Le chef examina attentivement les souverains, puis il me les soumit :

— Vous reconnaissez que vous avez été en possession de ces pièces ? demanda-t-il.

— Je ne sais, répondis-je… mais du moment que votre agent l’affirme…

— Eh bien ! ces pièces proviennent tout simplement d’un vol avec effraction accompagné d’assassinat sur la personne de M. Ugo Chancer, de Green-Park… Qu’avez-vous à répondre ?

— Que je n’y comprends absolument rien… Cependant, on pourrait utilement invoquer le témoignage de M. Crawford, le millionnaire, de Broad-West de qui je tiens ces souverains… Lui seul en indiquerait certainement la provenance… mais je puis d’ores et déjà vous donner mon opinion…
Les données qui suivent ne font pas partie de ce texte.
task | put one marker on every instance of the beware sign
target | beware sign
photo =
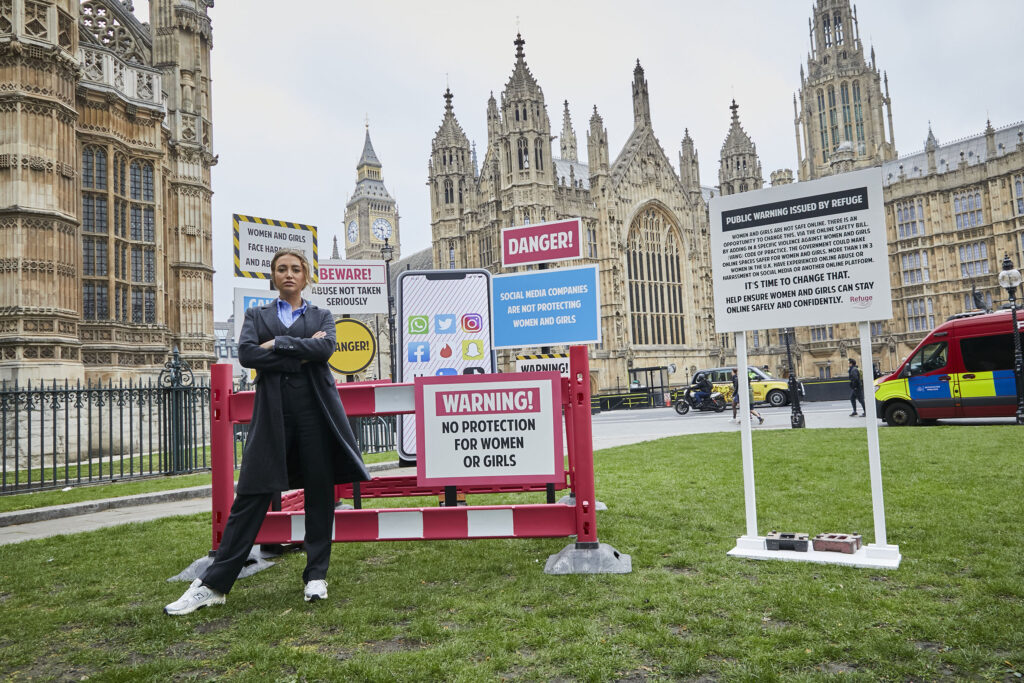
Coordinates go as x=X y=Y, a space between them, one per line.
x=488 y=429
x=350 y=288
x=543 y=243
x=354 y=346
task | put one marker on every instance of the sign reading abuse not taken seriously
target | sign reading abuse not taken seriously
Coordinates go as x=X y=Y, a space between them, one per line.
x=808 y=253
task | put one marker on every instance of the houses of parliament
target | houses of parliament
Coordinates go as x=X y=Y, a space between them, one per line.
x=952 y=210
x=104 y=188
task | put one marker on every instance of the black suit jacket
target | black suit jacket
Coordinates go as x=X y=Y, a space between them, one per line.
x=264 y=461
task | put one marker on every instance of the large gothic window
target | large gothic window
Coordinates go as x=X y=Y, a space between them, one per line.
x=844 y=91
x=858 y=117
x=523 y=147
x=654 y=261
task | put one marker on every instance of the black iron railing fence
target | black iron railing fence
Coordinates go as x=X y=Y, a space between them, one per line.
x=56 y=435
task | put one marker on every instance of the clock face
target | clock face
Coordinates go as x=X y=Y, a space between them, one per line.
x=382 y=228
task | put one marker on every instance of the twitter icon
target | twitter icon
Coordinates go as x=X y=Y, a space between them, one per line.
x=444 y=324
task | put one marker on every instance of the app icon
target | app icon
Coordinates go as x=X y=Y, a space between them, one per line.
x=472 y=349
x=472 y=323
x=419 y=351
x=418 y=325
x=444 y=324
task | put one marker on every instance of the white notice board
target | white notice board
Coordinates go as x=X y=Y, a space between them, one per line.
x=806 y=253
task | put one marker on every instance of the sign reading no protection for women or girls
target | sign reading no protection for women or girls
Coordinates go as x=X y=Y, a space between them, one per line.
x=488 y=429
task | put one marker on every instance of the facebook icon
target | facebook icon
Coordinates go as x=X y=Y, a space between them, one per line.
x=419 y=351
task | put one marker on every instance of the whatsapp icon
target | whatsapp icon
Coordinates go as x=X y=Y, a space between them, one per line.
x=418 y=325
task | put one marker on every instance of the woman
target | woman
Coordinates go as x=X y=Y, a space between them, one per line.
x=298 y=437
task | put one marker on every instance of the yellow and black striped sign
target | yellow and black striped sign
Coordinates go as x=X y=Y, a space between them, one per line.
x=256 y=240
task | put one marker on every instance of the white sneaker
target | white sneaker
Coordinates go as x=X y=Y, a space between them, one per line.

— Nous n’avons que faire de votre opinion, répondit le chef d’un ton sec… Vous prétendez être le détective Allan Dickson ?

— Cela, oui…

— Vous persistez à l’affirmer ?

— Je persiste.

— C’est bien… Vous êtes un gaillard audacieux, mais vous ne vous tirerez pas de là facilement…
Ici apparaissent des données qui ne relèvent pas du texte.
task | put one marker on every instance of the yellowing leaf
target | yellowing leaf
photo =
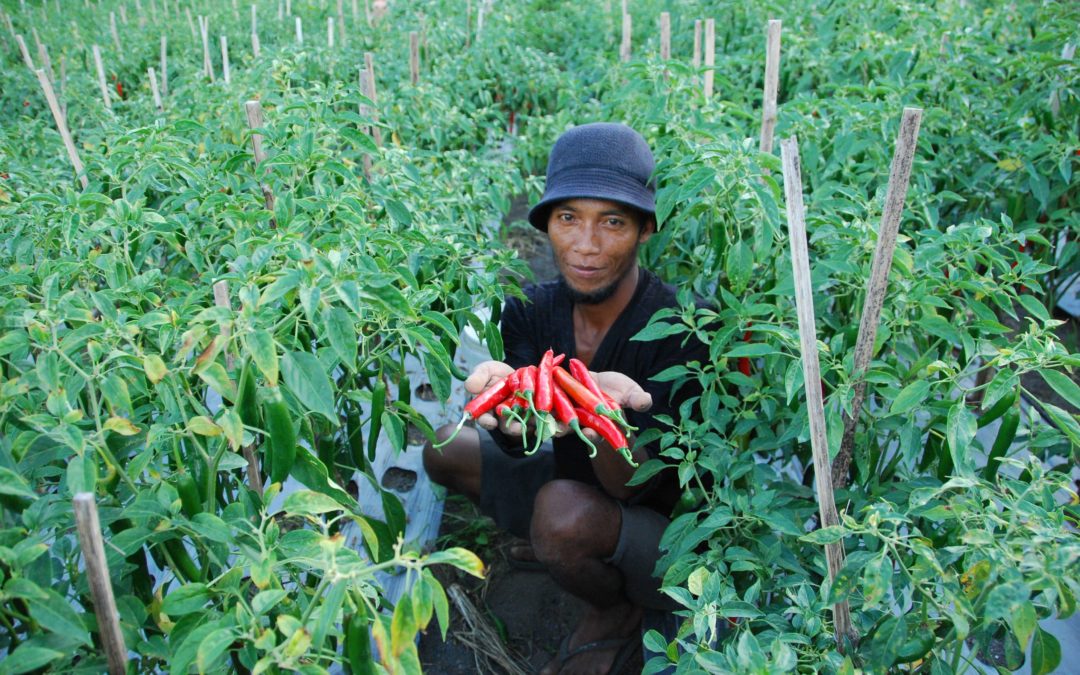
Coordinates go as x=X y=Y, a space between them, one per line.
x=154 y=368
x=121 y=426
x=203 y=426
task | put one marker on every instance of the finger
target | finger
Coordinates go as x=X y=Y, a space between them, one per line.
x=487 y=421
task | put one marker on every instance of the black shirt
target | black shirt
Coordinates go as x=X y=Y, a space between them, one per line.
x=547 y=321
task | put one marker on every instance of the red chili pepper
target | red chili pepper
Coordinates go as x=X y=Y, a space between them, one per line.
x=607 y=430
x=542 y=401
x=565 y=415
x=484 y=403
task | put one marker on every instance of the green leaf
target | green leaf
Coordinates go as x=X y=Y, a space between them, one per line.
x=342 y=335
x=826 y=535
x=305 y=376
x=960 y=430
x=264 y=352
x=56 y=615
x=1064 y=386
x=212 y=648
x=1045 y=652
x=14 y=485
x=877 y=580
x=186 y=599
x=309 y=502
x=1024 y=621
x=28 y=658
x=909 y=397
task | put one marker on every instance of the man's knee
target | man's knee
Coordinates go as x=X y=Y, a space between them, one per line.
x=574 y=518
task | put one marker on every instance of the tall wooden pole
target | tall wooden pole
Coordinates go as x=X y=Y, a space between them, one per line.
x=771 y=84
x=900 y=173
x=811 y=375
x=100 y=588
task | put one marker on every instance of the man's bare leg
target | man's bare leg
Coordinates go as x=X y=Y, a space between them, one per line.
x=575 y=529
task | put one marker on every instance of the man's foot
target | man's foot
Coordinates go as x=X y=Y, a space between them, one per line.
x=601 y=645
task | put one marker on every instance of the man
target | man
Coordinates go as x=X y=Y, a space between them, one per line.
x=594 y=534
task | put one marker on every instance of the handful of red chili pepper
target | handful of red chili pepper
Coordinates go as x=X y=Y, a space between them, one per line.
x=549 y=395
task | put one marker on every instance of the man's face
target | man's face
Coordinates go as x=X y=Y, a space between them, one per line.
x=595 y=245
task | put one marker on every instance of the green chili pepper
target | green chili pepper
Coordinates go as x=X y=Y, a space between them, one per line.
x=1006 y=435
x=378 y=404
x=282 y=436
x=190 y=503
x=354 y=431
x=358 y=645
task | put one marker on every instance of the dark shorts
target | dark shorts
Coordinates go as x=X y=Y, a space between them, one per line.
x=509 y=486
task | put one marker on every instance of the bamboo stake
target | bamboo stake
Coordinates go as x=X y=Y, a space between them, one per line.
x=164 y=66
x=153 y=88
x=369 y=91
x=697 y=43
x=771 y=84
x=46 y=86
x=665 y=36
x=811 y=375
x=100 y=77
x=900 y=173
x=255 y=32
x=100 y=589
x=414 y=57
x=710 y=56
x=25 y=52
x=254 y=480
x=624 y=49
x=254 y=111
x=116 y=34
x=225 y=59
x=204 y=31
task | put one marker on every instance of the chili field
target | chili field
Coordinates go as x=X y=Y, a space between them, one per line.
x=229 y=230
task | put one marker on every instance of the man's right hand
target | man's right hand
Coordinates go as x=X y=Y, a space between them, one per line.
x=485 y=375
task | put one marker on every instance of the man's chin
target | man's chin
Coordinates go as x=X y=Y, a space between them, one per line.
x=594 y=296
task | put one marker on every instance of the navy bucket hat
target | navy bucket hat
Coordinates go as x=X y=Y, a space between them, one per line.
x=598 y=161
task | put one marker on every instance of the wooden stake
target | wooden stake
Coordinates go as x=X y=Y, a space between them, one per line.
x=25 y=52
x=116 y=34
x=100 y=589
x=624 y=49
x=370 y=93
x=255 y=34
x=697 y=43
x=153 y=88
x=811 y=375
x=254 y=111
x=341 y=23
x=771 y=84
x=900 y=173
x=710 y=56
x=164 y=66
x=204 y=31
x=225 y=58
x=414 y=57
x=100 y=77
x=665 y=36
x=46 y=86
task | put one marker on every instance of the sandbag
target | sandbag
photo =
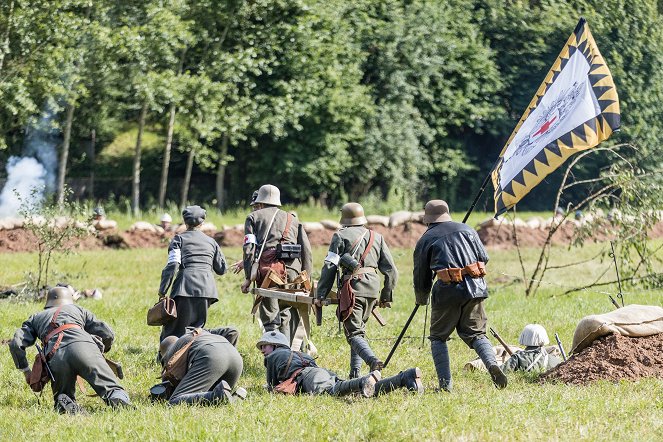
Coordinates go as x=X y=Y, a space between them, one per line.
x=380 y=220
x=398 y=218
x=633 y=320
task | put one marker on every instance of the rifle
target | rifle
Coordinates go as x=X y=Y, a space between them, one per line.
x=43 y=359
x=501 y=341
x=561 y=347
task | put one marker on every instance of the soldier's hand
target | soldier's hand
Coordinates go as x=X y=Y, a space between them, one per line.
x=237 y=267
x=245 y=286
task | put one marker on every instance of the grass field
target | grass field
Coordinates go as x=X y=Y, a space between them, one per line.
x=474 y=411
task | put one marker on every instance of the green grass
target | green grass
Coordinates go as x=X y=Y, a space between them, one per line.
x=474 y=411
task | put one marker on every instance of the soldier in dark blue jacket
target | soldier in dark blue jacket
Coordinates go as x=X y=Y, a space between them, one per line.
x=454 y=254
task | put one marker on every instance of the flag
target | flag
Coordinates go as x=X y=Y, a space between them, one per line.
x=575 y=108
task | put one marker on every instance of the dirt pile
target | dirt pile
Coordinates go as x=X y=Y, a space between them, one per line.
x=613 y=357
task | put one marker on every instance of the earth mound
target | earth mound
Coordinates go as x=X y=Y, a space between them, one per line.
x=612 y=358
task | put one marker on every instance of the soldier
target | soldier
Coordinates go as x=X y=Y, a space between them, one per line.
x=534 y=357
x=285 y=367
x=453 y=252
x=73 y=341
x=194 y=257
x=265 y=230
x=358 y=253
x=212 y=366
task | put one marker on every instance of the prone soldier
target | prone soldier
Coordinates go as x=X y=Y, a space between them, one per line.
x=454 y=253
x=267 y=230
x=73 y=340
x=358 y=254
— C’est ce que nous verrons.

Le policier appuya sur un timbre et deux policemen parurent.

— Conduisez cet homme à Wellington-Gaol, leur dit-il…

Je suis fataliste et je crois que les événements s’enchaînent suivant un ordre rigoureusement mathématique. Ils ne nous apparaissent pas toujours logiques, mais ils ont évidemment une raison d’être. S’il nous est permis d’employer notre sagacité à en découvrir le premier chaînon, en revanche, il serait absurde de vouloir nous opposer à leur développement naturel.

C’est pourquoi je me résignai.

Je me prêtai de bonne grâce à la formalité de la fouille, me laissai docilement passer les hand-cuffs et montai dans un affreux fourgon grillagé en cédant courtoisement le pas, en gentleman correct, aux deux policemen qui m’accompagnaient.

Un quart d’heure après, j’étais jeté dans une cellule de la prison de Wellington-Gaol, comme le dernier des vagabonds ramassé sur le port de Melbourne ou dans quelque boarding interlope de Footscray street.